In my previous blogs, I reflected upon how Aaron’s memory had given me the strength to run. But to tell it as just another inspirational story would be misleading. In fact, at any moment my positive attitude may be washed away by sudden onslaughts of pain, sadness, or just pure boredom of a life that I no longer share with my beloved child. Still, I am moving forward in life with a determination that I did not know to be present in me.
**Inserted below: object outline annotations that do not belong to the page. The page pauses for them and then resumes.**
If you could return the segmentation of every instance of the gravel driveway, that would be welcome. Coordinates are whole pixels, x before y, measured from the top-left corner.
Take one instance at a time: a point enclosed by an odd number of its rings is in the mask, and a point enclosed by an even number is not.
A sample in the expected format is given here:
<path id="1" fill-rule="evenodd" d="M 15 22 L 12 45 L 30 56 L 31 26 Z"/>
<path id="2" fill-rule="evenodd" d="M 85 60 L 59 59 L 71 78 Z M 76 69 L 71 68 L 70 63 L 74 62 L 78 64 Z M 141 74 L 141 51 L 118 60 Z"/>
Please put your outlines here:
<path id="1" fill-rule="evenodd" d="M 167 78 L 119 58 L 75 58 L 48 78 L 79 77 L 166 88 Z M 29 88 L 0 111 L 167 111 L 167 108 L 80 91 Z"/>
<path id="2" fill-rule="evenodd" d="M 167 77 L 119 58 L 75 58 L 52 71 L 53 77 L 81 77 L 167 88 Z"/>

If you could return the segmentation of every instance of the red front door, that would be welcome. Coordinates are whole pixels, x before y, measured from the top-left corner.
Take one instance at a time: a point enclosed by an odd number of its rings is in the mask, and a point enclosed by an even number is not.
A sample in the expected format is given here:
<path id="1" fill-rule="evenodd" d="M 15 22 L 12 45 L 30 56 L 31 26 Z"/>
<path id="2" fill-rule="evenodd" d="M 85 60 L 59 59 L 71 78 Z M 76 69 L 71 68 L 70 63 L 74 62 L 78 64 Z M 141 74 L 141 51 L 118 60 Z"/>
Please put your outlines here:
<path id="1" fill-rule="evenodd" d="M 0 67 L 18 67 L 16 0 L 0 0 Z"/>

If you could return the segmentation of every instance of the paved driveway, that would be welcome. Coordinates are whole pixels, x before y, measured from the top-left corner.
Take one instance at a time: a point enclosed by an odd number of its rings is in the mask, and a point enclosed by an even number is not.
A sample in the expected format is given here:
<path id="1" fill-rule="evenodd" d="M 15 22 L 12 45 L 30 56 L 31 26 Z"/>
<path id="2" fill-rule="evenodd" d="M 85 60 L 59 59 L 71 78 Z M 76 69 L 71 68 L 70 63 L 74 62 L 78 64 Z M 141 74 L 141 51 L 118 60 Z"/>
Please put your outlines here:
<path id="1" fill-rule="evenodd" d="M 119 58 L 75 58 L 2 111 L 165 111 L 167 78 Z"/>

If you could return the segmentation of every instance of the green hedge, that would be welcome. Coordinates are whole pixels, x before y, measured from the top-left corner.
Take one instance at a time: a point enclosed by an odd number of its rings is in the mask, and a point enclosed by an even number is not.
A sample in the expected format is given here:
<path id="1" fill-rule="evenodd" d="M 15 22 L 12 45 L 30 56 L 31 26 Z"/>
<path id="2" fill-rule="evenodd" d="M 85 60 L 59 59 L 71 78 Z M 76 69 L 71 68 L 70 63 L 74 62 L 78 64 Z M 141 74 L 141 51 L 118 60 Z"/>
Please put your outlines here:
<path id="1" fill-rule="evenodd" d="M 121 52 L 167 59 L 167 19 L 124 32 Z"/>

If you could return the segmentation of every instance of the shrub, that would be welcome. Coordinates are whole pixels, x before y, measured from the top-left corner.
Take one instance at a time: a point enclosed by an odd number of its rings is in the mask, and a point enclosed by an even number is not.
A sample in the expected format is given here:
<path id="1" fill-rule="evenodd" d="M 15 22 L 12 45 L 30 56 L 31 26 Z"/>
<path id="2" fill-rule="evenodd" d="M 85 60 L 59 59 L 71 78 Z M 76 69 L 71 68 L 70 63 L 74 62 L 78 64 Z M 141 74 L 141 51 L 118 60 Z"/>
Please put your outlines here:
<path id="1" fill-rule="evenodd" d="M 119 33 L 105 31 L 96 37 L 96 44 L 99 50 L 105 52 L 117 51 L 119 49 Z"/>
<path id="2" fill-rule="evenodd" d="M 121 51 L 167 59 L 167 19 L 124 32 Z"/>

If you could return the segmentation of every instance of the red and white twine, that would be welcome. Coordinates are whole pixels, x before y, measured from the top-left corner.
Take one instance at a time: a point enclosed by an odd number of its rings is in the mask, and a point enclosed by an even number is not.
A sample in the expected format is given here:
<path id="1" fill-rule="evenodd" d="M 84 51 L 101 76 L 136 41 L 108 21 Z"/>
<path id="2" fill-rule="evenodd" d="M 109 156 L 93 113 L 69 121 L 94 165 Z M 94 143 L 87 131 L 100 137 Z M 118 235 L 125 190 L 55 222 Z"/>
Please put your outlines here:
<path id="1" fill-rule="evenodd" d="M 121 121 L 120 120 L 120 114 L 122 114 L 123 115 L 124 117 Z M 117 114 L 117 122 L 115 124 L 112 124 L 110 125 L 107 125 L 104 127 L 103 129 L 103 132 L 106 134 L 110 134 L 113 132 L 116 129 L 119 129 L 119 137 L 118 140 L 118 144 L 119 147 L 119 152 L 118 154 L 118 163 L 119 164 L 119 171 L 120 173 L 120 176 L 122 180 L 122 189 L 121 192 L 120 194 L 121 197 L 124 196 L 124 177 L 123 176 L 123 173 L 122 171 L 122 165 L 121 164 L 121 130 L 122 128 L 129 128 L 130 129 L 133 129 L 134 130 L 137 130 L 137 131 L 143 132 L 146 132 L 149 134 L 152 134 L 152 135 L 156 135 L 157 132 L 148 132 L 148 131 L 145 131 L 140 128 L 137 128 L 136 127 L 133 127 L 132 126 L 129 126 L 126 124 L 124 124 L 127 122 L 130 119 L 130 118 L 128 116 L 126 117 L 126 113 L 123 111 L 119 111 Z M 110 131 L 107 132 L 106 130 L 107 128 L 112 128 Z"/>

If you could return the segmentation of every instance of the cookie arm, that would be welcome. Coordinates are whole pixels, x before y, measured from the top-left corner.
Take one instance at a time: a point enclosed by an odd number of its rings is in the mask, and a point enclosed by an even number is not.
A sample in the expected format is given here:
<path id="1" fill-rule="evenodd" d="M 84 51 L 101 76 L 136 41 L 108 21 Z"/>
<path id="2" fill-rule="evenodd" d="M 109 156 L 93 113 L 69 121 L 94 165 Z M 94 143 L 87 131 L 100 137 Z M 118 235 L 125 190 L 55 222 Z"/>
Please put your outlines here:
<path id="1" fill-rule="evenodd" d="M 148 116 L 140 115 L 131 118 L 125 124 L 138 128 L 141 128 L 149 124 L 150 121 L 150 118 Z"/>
I myself was intrigued by this “supernatural” strength and then made a discovery: losing Aaron has been so painful that there is no longer any pain that I can’t endure, whether it is the most tiring workouts, the most annoying migraines, the most boring chores, or the most tedious tasks associated with research, reading and writing. I had thought that my academic career had been completely derailed and it’d be time for me to retire, so when I was back to work with vigor in early March, I surprised myself. I am experiencing a great irony: my life is so utterly uninteresting that I can finally embrace it with renewed interest and patient quietude.
Is my life inspired or depressed, enriched or deprived? I don’t think there’s a clear answer to it. Living with grief can be so complex, confusing, and open-ended. My Christian faith assures me that I will eventually rest in peace and joy. But I guess on the road to that destination, I have no choice but to work through all the wondrously messy feelings, thoughts, desires, and memories that make up this unique human experience.